Für abgestumpfte New Yorker mochte das Erlebnis, bei Sonnenuntergang hier ein Glas zu trinken, ein alter Hut sein, aber Wetzon hatte ihre Ehrfurcht vor dieser Stadt niemals ganz verloren. Sie war ihr Land Oz, und ihre Magie siegelte sich in den Fenstern des Rainbow Promenade.

Der Maître näherte sich ihr: »Ich bin hier mit William Veeder verabredet«, informierte Wetzon ihn.

»Ms. Wetzon?«

Sie nickte.

»Mr. Veeder hat gerade angerufen. Er kommt ein paar Minuten später. Er bittet Sie, an seinem Tisch Platz zu nehmen.«

Sein Tisch? dachte sie. Moment mal!

»Er hat einen Lieblingstisch«, sagte der Maître, als ob sie laut gesprochen hätte.

Aber wenn man genau darüber nachdachte, sagte er das vielleicht zu sämtlichen Frauen, die Bill Veeder hierher ausführte.

»Dürfen wir Ihnen vielleicht einen Cocktail bringen, während sie auf ihn warten?«

»Ein Amstel light, danke.«

Von Veeders Stammplatz aus konnte man ganz Manhattan überblicken. Die Sonne ging gerade unter.

Wetzon hatte einen Kloß im Hals. Was hatte sie doch für ein Glück, hier leben zu dürfen! Ihre bedrückte Stimmung wegen Silvestri begann sich aufzulösen, sie wurde ruhiger. Am liebsten hätte sie die ganze Stadt umarmt, sie an ihre Brust gedrückt.
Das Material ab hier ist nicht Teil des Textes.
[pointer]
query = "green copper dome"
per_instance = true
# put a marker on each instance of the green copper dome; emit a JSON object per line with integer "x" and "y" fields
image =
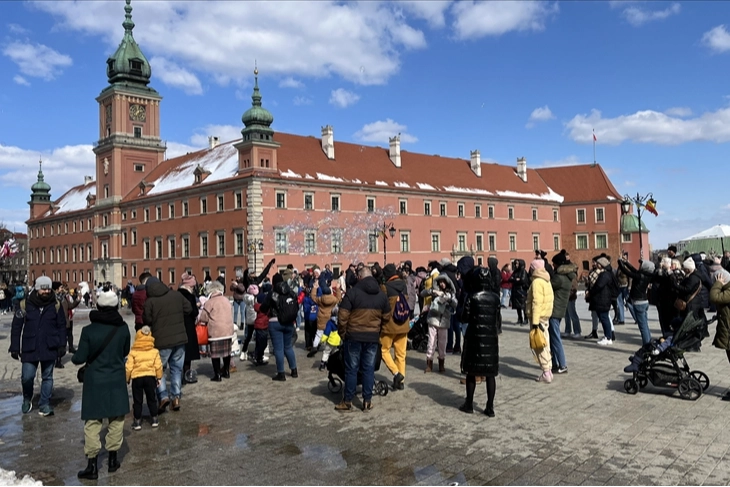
{"x": 257, "y": 119}
{"x": 128, "y": 64}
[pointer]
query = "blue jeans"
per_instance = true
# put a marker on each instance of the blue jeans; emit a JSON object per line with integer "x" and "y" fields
{"x": 282, "y": 339}
{"x": 174, "y": 358}
{"x": 641, "y": 311}
{"x": 572, "y": 322}
{"x": 556, "y": 344}
{"x": 239, "y": 313}
{"x": 359, "y": 357}
{"x": 27, "y": 378}
{"x": 606, "y": 322}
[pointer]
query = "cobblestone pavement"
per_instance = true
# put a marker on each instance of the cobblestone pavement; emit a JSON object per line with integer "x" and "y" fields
{"x": 582, "y": 429}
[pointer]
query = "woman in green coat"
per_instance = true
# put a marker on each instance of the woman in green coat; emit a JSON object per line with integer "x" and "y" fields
{"x": 105, "y": 386}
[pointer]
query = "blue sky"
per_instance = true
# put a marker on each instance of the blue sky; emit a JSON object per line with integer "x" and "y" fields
{"x": 508, "y": 78}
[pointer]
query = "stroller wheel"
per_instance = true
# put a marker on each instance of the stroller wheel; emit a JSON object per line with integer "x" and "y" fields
{"x": 689, "y": 388}
{"x": 701, "y": 378}
{"x": 334, "y": 385}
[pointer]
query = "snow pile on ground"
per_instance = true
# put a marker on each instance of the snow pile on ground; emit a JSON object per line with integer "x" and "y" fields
{"x": 7, "y": 477}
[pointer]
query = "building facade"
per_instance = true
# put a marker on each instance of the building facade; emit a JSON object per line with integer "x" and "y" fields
{"x": 299, "y": 199}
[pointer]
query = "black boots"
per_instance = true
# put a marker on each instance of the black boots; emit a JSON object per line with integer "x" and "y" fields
{"x": 113, "y": 462}
{"x": 92, "y": 471}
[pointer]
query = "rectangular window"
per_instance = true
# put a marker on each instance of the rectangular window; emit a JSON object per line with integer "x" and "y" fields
{"x": 221, "y": 244}
{"x": 581, "y": 242}
{"x": 280, "y": 200}
{"x": 281, "y": 244}
{"x": 204, "y": 246}
{"x": 336, "y": 238}
{"x": 239, "y": 244}
{"x": 308, "y": 201}
{"x": 310, "y": 243}
{"x": 600, "y": 217}
{"x": 435, "y": 242}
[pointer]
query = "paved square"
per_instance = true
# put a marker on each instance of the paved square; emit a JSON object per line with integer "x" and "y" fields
{"x": 582, "y": 429}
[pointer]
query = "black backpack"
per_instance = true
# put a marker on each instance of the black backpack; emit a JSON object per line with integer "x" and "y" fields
{"x": 287, "y": 308}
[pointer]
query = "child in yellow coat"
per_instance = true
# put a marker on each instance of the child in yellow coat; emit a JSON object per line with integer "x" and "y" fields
{"x": 144, "y": 369}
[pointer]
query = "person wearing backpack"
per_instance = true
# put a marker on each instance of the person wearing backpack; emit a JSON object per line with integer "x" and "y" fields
{"x": 281, "y": 306}
{"x": 394, "y": 334}
{"x": 37, "y": 333}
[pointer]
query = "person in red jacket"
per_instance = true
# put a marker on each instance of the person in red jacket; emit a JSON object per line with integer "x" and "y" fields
{"x": 138, "y": 299}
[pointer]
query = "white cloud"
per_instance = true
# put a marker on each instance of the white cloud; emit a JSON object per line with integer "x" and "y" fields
{"x": 382, "y": 130}
{"x": 539, "y": 114}
{"x": 679, "y": 112}
{"x": 649, "y": 126}
{"x": 479, "y": 19}
{"x": 302, "y": 100}
{"x": 173, "y": 75}
{"x": 717, "y": 39}
{"x": 361, "y": 42}
{"x": 20, "y": 80}
{"x": 343, "y": 98}
{"x": 290, "y": 82}
{"x": 638, "y": 16}
{"x": 37, "y": 60}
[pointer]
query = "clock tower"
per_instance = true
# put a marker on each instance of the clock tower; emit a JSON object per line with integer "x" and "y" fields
{"x": 129, "y": 145}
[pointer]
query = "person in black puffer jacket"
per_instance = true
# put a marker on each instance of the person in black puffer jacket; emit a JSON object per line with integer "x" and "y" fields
{"x": 481, "y": 340}
{"x": 638, "y": 299}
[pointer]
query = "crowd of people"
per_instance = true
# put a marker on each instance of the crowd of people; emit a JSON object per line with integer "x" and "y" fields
{"x": 366, "y": 313}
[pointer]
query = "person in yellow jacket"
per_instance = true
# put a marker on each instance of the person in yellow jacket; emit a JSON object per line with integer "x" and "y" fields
{"x": 144, "y": 369}
{"x": 539, "y": 309}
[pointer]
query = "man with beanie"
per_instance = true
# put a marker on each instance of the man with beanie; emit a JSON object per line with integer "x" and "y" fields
{"x": 394, "y": 335}
{"x": 164, "y": 313}
{"x": 41, "y": 323}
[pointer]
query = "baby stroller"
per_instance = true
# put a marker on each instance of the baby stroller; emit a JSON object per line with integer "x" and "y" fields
{"x": 418, "y": 334}
{"x": 669, "y": 368}
{"x": 336, "y": 373}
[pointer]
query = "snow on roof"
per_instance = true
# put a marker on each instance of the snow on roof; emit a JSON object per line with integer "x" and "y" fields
{"x": 221, "y": 162}
{"x": 550, "y": 196}
{"x": 74, "y": 199}
{"x": 290, "y": 174}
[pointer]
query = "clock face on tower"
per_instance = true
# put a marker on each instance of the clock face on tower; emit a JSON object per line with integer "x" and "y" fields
{"x": 137, "y": 113}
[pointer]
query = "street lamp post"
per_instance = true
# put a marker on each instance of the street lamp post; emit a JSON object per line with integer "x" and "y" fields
{"x": 388, "y": 228}
{"x": 639, "y": 201}
{"x": 253, "y": 246}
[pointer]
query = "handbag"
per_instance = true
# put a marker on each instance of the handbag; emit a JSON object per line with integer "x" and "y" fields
{"x": 681, "y": 304}
{"x": 537, "y": 338}
{"x": 82, "y": 370}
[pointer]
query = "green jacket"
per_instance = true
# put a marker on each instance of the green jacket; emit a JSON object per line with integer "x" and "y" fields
{"x": 720, "y": 297}
{"x": 562, "y": 282}
{"x": 105, "y": 383}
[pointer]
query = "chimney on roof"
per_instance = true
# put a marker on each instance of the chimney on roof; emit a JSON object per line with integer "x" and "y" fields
{"x": 328, "y": 141}
{"x": 522, "y": 168}
{"x": 476, "y": 163}
{"x": 395, "y": 150}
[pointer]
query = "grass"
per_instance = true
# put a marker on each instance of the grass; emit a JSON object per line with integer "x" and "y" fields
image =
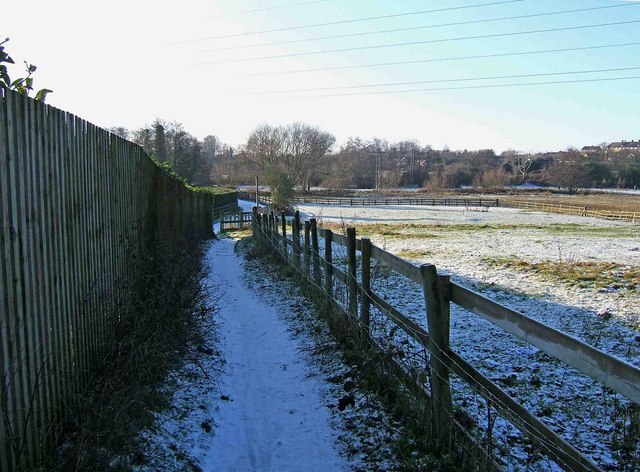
{"x": 157, "y": 322}
{"x": 578, "y": 274}
{"x": 433, "y": 231}
{"x": 595, "y": 201}
{"x": 413, "y": 254}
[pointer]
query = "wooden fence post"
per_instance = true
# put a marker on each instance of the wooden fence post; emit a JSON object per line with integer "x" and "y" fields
{"x": 437, "y": 301}
{"x": 352, "y": 273}
{"x": 284, "y": 235}
{"x": 296, "y": 238}
{"x": 316, "y": 251}
{"x": 273, "y": 229}
{"x": 328, "y": 257}
{"x": 365, "y": 307}
{"x": 307, "y": 246}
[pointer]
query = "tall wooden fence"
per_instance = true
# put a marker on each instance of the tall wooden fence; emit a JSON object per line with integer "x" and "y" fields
{"x": 76, "y": 203}
{"x": 299, "y": 245}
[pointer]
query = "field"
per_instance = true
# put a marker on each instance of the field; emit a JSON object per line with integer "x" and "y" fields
{"x": 578, "y": 275}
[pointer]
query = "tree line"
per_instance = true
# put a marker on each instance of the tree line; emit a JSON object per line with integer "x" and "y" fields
{"x": 303, "y": 156}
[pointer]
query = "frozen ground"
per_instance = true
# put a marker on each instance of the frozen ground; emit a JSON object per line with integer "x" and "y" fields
{"x": 256, "y": 395}
{"x": 459, "y": 241}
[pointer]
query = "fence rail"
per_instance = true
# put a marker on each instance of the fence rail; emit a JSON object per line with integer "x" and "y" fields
{"x": 439, "y": 292}
{"x": 235, "y": 220}
{"x": 76, "y": 203}
{"x": 631, "y": 216}
{"x": 379, "y": 201}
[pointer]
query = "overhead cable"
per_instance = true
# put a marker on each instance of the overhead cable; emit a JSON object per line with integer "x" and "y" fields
{"x": 469, "y": 87}
{"x": 415, "y": 28}
{"x": 354, "y": 20}
{"x": 443, "y": 59}
{"x": 415, "y": 43}
{"x": 464, "y": 79}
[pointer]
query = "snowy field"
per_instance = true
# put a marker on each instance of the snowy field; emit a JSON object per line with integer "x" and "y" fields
{"x": 482, "y": 250}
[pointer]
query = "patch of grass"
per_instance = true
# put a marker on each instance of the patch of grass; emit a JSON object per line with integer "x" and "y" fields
{"x": 580, "y": 274}
{"x": 154, "y": 326}
{"x": 432, "y": 231}
{"x": 414, "y": 254}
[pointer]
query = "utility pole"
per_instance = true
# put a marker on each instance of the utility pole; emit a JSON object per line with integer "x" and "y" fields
{"x": 257, "y": 196}
{"x": 378, "y": 159}
{"x": 413, "y": 159}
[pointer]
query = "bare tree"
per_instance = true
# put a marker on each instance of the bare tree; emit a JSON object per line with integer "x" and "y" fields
{"x": 296, "y": 149}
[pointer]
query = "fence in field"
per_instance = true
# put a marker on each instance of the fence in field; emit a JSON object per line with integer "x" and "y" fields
{"x": 235, "y": 220}
{"x": 346, "y": 282}
{"x": 631, "y": 216}
{"x": 77, "y": 204}
{"x": 386, "y": 201}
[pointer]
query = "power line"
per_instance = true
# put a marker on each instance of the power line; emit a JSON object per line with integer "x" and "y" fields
{"x": 443, "y": 59}
{"x": 260, "y": 10}
{"x": 469, "y": 87}
{"x": 414, "y": 28}
{"x": 466, "y": 79}
{"x": 355, "y": 20}
{"x": 414, "y": 43}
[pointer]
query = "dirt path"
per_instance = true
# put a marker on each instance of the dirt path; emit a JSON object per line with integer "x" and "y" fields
{"x": 272, "y": 416}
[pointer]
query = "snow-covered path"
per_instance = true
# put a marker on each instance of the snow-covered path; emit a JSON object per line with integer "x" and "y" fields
{"x": 272, "y": 417}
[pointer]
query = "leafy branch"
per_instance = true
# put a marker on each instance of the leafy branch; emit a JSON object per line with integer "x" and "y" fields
{"x": 22, "y": 85}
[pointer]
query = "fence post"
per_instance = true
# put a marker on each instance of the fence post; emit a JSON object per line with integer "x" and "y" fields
{"x": 352, "y": 273}
{"x": 274, "y": 229}
{"x": 284, "y": 235}
{"x": 365, "y": 307}
{"x": 437, "y": 301}
{"x": 328, "y": 257}
{"x": 316, "y": 250}
{"x": 307, "y": 246}
{"x": 254, "y": 221}
{"x": 296, "y": 238}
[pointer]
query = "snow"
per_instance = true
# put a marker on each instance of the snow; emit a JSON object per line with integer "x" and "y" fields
{"x": 246, "y": 399}
{"x": 589, "y": 416}
{"x": 274, "y": 418}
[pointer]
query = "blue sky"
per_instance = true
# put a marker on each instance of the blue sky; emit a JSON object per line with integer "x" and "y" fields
{"x": 130, "y": 62}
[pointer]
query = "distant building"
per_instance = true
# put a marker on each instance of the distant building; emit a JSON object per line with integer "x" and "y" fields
{"x": 591, "y": 150}
{"x": 624, "y": 146}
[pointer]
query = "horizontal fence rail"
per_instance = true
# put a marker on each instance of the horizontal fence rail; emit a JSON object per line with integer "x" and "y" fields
{"x": 630, "y": 216}
{"x": 284, "y": 237}
{"x": 77, "y": 205}
{"x": 382, "y": 201}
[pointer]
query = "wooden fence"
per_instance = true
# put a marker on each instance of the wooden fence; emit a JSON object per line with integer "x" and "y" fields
{"x": 386, "y": 201}
{"x": 235, "y": 220}
{"x": 439, "y": 292}
{"x": 76, "y": 203}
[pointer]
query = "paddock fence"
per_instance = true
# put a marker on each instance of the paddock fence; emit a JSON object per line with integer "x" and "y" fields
{"x": 387, "y": 201}
{"x": 340, "y": 267}
{"x": 576, "y": 210}
{"x": 77, "y": 206}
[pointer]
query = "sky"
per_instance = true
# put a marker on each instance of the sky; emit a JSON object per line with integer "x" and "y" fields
{"x": 210, "y": 65}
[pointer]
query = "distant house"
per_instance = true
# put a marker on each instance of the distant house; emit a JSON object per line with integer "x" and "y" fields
{"x": 591, "y": 150}
{"x": 624, "y": 146}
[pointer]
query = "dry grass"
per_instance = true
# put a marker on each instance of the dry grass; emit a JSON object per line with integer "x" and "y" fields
{"x": 432, "y": 231}
{"x": 596, "y": 201}
{"x": 580, "y": 274}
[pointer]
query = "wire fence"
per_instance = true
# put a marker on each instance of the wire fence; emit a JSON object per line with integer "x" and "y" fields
{"x": 466, "y": 409}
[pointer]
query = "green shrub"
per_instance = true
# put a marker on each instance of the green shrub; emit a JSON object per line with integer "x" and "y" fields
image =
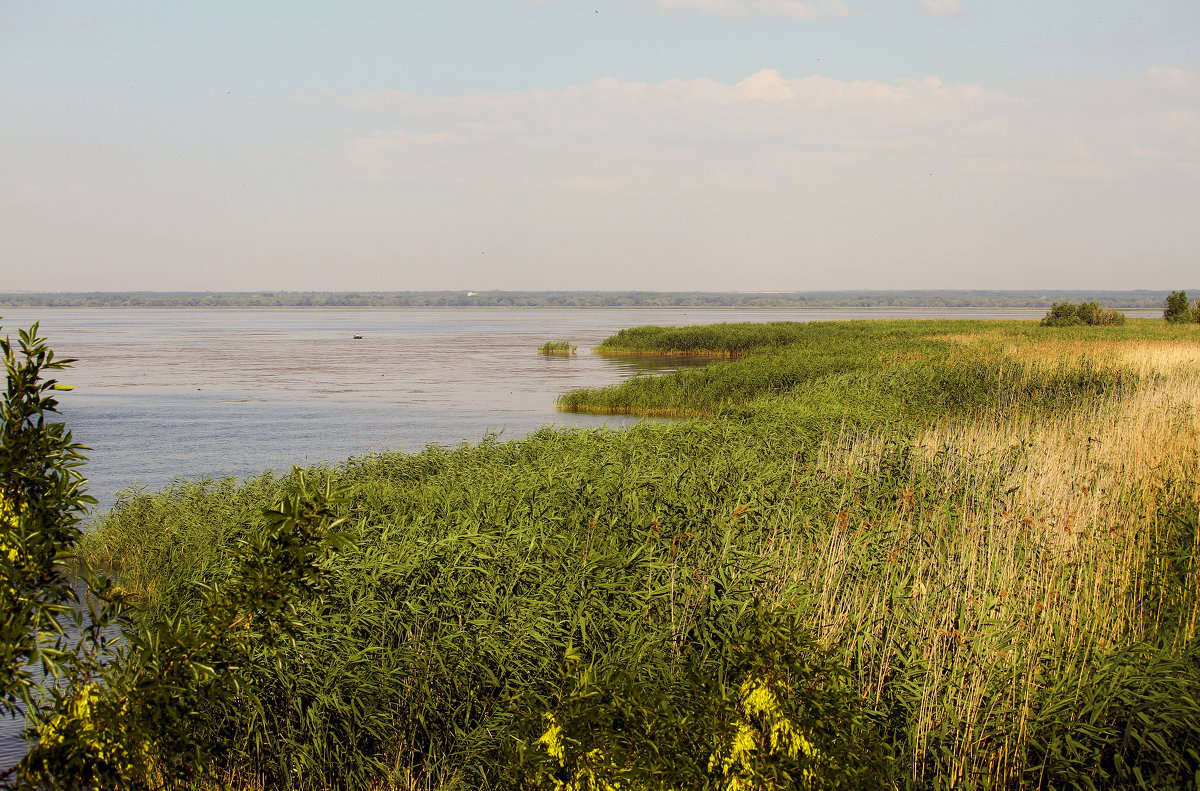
{"x": 778, "y": 711}
{"x": 1176, "y": 309}
{"x": 1092, "y": 313}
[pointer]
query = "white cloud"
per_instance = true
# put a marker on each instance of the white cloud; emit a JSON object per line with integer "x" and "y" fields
{"x": 942, "y": 7}
{"x": 778, "y": 9}
{"x": 612, "y": 135}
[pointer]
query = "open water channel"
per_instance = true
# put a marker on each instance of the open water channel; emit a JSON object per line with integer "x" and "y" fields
{"x": 165, "y": 394}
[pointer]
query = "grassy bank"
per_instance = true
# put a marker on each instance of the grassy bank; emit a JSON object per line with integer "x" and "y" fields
{"x": 943, "y": 553}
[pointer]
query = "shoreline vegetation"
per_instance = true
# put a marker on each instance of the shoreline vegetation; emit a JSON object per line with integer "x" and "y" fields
{"x": 559, "y": 348}
{"x": 882, "y": 299}
{"x": 891, "y": 553}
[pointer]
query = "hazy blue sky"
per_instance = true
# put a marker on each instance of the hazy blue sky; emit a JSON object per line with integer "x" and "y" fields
{"x": 611, "y": 144}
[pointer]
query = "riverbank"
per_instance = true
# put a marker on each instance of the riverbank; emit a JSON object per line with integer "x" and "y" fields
{"x": 981, "y": 537}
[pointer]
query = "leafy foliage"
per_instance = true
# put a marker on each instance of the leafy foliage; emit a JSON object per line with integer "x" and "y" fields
{"x": 1176, "y": 309}
{"x": 1092, "y": 313}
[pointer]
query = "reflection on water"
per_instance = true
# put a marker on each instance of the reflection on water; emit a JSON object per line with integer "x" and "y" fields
{"x": 634, "y": 364}
{"x": 232, "y": 391}
{"x": 191, "y": 393}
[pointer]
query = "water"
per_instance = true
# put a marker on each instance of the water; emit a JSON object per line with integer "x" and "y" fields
{"x": 209, "y": 393}
{"x": 165, "y": 394}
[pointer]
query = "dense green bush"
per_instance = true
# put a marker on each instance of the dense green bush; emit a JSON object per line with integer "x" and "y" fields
{"x": 1176, "y": 309}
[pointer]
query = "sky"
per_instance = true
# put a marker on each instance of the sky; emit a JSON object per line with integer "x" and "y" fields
{"x": 599, "y": 144}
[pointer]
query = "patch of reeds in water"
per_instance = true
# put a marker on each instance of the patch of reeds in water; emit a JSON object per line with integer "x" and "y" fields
{"x": 561, "y": 348}
{"x": 1002, "y": 551}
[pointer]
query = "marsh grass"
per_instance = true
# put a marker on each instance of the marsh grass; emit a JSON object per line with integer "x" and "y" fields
{"x": 995, "y": 533}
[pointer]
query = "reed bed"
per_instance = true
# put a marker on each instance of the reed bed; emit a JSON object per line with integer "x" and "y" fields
{"x": 996, "y": 543}
{"x": 562, "y": 348}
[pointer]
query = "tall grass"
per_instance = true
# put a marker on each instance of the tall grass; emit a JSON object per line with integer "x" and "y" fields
{"x": 995, "y": 538}
{"x": 557, "y": 347}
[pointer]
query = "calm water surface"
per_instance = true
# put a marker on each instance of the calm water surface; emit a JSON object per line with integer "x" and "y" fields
{"x": 209, "y": 393}
{"x": 165, "y": 394}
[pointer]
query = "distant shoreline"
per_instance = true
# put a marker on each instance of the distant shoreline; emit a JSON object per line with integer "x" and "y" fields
{"x": 1031, "y": 300}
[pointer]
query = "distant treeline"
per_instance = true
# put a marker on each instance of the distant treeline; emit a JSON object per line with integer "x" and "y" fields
{"x": 994, "y": 299}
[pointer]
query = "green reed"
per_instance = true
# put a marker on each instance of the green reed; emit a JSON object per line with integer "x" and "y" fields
{"x": 557, "y": 347}
{"x": 993, "y": 646}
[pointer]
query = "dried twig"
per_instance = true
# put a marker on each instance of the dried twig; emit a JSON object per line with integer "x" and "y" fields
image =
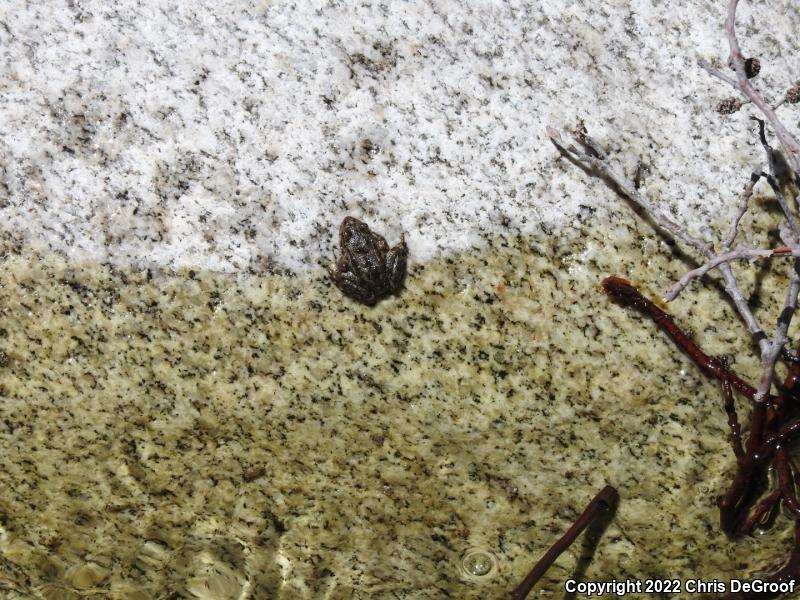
{"x": 604, "y": 500}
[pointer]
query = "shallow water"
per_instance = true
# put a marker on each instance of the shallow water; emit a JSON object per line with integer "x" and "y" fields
{"x": 201, "y": 435}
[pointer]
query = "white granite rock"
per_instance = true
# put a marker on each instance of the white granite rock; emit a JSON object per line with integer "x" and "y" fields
{"x": 233, "y": 135}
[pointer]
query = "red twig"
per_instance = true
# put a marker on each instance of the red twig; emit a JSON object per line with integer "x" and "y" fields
{"x": 605, "y": 499}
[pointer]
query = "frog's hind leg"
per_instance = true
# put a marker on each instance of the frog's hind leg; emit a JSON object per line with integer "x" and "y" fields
{"x": 396, "y": 262}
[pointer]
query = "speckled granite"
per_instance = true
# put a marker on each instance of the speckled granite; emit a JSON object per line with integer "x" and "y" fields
{"x": 201, "y": 435}
{"x": 235, "y": 135}
{"x": 188, "y": 408}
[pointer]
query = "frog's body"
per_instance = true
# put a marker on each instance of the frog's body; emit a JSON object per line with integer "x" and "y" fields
{"x": 368, "y": 269}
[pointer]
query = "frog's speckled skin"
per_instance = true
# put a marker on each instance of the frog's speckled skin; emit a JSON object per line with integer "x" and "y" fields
{"x": 368, "y": 270}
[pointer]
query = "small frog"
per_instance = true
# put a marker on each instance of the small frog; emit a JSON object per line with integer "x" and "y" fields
{"x": 368, "y": 270}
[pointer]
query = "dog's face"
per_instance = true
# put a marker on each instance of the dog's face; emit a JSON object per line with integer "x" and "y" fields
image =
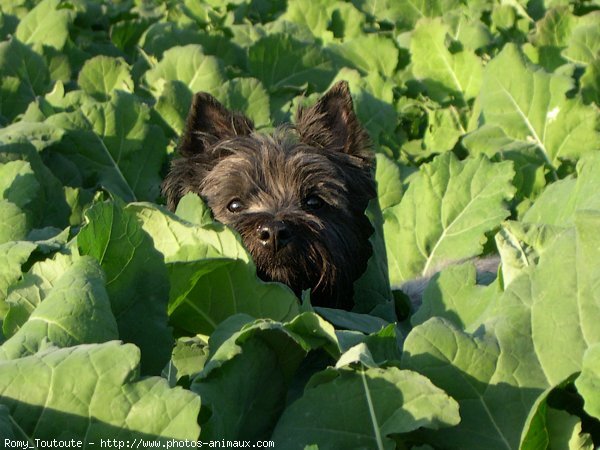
{"x": 297, "y": 197}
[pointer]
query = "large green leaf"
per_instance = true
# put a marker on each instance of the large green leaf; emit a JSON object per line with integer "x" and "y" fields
{"x": 46, "y": 25}
{"x": 532, "y": 105}
{"x": 13, "y": 222}
{"x": 279, "y": 61}
{"x": 200, "y": 258}
{"x": 367, "y": 53}
{"x": 446, "y": 76}
{"x": 23, "y": 75}
{"x": 188, "y": 64}
{"x": 361, "y": 408}
{"x": 559, "y": 202}
{"x": 115, "y": 144}
{"x": 180, "y": 240}
{"x": 75, "y": 310}
{"x": 588, "y": 383}
{"x": 100, "y": 75}
{"x": 137, "y": 280}
{"x": 94, "y": 392}
{"x": 12, "y": 256}
{"x": 444, "y": 214}
{"x": 135, "y": 145}
{"x": 245, "y": 382}
{"x": 499, "y": 377}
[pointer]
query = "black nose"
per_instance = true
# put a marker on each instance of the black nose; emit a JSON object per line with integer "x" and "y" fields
{"x": 275, "y": 234}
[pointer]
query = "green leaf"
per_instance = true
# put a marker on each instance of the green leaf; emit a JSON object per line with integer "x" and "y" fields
{"x": 565, "y": 431}
{"x": 279, "y": 62}
{"x": 373, "y": 97}
{"x": 137, "y": 280}
{"x": 367, "y": 53}
{"x": 135, "y": 145}
{"x": 18, "y": 183}
{"x": 48, "y": 207}
{"x": 314, "y": 15}
{"x": 521, "y": 244}
{"x": 444, "y": 214}
{"x": 197, "y": 307}
{"x": 588, "y": 383}
{"x": 12, "y": 256}
{"x": 13, "y": 222}
{"x": 584, "y": 42}
{"x": 560, "y": 201}
{"x": 35, "y": 285}
{"x": 173, "y": 104}
{"x": 520, "y": 356}
{"x": 90, "y": 155}
{"x": 455, "y": 296}
{"x": 188, "y": 64}
{"x": 590, "y": 83}
{"x": 446, "y": 76}
{"x": 45, "y": 25}
{"x": 110, "y": 398}
{"x": 202, "y": 257}
{"x": 193, "y": 209}
{"x": 444, "y": 130}
{"x": 531, "y": 105}
{"x": 406, "y": 13}
{"x": 248, "y": 96}
{"x": 389, "y": 181}
{"x": 40, "y": 135}
{"x": 23, "y": 75}
{"x": 362, "y": 408}
{"x": 179, "y": 240}
{"x": 101, "y": 75}
{"x": 75, "y": 310}
{"x": 245, "y": 382}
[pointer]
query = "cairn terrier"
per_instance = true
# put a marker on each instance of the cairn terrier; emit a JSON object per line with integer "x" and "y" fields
{"x": 297, "y": 196}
Tränen traten ihr in die Augen.

»Nun, wie ich sehe, habe ich den idealen Ort für unser Rendezvous gefunden.« Ein makelloser Bill Veeder setzte sich in den gegenüberliegenden Stuhl. Mit langen, schlanken Fingern zupfte er seine französischen Manschetten zurecht. Der goldene Ehering war nicht zu übersehen.

»Rendezvous? Was für eine seltsame Wortwahl«, entgegnete Wetzon und wischte sich verstohlen mit der Fingerspitze die Tränen ab. »Ich dachte, wir hätten nur eine geschäftliche Verabredung.«

»Vielleicht eher eine Art Kennenlern-Drink.« Seine Augen schienen sie förmlich zu verschlingen; sie ertappte sich dabei, wie sie sich zu ihm über den Tisch beugte, und fuhr zurück. »Ich habe gehört, daß Sie so etwas in ihrer ... Branche ... als ... Ausloten der Möglichkeiten bezeichnen ...« Ein Kellner stellte Veeder einen Martini hin und goß schäumendes Bier in Wetzons Glas.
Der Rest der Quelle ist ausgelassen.